The rest of the team reluctantly agree to bring Zoe back and it looks like they have failed. After they give up and leave the room, Zoe sits up still covered by the sheet that Frank draped over her dead body. She is alive and in shock.

The film may follow Pet Sematary enough that the things, including people, that come back are changed, but the plot goes no further in that direction. It does, however, borrow from American Horror Story: Coven. (Rather interesting since Evan Peters is a regular on AHS) There is a scene on Coven where, as part of a test, the witches have to enter Hell and get back out. While in the netherworld, their time feels like days, months, years, in essence an eternity. When Zoe dies she lands in Hell and when she returns Zoe tell Frank that her time there lasted “years.”

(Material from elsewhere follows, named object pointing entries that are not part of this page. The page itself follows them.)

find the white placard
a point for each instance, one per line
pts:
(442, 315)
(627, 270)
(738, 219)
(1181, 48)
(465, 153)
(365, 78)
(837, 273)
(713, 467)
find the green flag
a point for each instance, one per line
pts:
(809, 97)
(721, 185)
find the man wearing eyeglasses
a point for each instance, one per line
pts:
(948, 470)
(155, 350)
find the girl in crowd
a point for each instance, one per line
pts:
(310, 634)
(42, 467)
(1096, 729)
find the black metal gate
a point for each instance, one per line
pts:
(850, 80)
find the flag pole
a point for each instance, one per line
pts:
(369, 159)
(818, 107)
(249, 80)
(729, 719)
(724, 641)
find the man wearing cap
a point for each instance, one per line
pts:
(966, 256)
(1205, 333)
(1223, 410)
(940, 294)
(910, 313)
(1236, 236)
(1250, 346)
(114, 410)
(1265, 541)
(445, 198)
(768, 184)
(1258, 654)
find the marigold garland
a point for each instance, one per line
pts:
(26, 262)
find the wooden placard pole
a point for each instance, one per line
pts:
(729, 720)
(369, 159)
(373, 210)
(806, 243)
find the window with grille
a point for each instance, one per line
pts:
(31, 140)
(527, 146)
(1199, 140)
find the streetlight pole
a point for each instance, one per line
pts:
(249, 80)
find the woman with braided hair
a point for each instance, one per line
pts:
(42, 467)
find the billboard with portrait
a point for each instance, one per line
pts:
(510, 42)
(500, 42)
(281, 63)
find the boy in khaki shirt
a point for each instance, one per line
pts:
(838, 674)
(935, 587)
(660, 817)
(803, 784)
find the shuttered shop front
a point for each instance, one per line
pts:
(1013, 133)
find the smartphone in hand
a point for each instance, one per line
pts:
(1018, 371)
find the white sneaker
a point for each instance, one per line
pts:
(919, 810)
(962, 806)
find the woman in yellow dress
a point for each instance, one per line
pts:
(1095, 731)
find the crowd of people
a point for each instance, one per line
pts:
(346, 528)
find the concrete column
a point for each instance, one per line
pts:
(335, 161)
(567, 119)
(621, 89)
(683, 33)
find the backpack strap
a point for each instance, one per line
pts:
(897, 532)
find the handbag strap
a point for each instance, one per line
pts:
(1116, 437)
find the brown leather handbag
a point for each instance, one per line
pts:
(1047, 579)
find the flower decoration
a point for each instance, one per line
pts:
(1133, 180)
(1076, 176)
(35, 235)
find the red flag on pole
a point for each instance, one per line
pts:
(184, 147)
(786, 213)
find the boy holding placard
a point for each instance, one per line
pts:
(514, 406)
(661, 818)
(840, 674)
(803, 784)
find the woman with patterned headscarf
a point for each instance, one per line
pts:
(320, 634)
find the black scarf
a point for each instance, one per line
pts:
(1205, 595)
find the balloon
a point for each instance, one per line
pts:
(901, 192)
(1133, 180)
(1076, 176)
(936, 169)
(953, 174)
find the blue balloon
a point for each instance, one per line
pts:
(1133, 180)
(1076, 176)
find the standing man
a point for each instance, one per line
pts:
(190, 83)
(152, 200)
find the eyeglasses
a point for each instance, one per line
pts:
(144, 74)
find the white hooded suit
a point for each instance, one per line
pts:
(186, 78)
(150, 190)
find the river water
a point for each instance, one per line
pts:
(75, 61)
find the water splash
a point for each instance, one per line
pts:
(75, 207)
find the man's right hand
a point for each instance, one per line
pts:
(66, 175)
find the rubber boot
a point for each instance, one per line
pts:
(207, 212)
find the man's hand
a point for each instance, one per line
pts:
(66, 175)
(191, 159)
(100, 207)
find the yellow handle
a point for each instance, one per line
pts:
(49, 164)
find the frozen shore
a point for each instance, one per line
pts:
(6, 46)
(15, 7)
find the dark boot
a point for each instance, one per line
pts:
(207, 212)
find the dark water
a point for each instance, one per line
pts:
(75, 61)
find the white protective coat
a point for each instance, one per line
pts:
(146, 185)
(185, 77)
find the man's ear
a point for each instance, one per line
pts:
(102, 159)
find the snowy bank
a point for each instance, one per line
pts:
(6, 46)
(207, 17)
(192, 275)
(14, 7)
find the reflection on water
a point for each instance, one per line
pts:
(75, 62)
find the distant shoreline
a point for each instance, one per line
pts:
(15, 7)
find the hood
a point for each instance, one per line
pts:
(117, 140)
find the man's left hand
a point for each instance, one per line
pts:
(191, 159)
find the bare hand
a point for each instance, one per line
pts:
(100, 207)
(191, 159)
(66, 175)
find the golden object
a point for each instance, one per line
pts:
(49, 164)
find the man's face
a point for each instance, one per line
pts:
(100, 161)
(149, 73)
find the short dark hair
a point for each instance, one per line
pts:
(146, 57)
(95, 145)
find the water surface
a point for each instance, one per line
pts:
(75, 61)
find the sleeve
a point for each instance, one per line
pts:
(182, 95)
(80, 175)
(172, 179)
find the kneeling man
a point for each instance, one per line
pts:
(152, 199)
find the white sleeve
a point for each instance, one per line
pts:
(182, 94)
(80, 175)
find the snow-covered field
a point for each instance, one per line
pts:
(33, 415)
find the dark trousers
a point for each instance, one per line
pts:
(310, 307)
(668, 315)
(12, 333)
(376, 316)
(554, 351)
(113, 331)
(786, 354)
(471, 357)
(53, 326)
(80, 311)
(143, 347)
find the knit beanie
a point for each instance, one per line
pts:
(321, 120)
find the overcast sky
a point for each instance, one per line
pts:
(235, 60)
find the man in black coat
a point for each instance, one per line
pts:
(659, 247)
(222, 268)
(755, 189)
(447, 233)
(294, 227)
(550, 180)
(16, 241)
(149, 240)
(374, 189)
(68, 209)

After Zoe gets back, it seems that she can send others to Hell as well, although at least one time is involuntary. As the rest of the team fight for their lives, Zoe continues to change.

The Lazarus Effect is entertaining horror in the guise of science and the old “there are some things that man was never meant to know” theme works well. The film does not scare so much as disturb and it is satisfyingly creepy. There is one effective “jump” scare, and that is a prank, but it does insure that bums will leave seats.

The film does a good job of mixing humor with its thriller aspect (the movie really is more a thriller dressed as horror) at one point, Evan Peters’ character Clay is talking to the documentary filmmaker Ava (Bolger). Ava was sucked into Zoe’s Hell, where an apartment building fire she saw as a child burns around her. The camera operator escapes but she is burned in the process and pretty shaken up.

Clay: (Checking the bandage on Ava’s arm) “All right, rest 24 hours, take an Advil and call me. You good?”

Ava: “It was like I was there. How is that even possible?”

Clay: “I’m telling you it’s the serum. It’s like unlocking the part of the human brain that lets you do crazy psychic sh*t.”

Ava: (Disbelievingly) “That’s your big theory? ‘Crazy psychic shit?’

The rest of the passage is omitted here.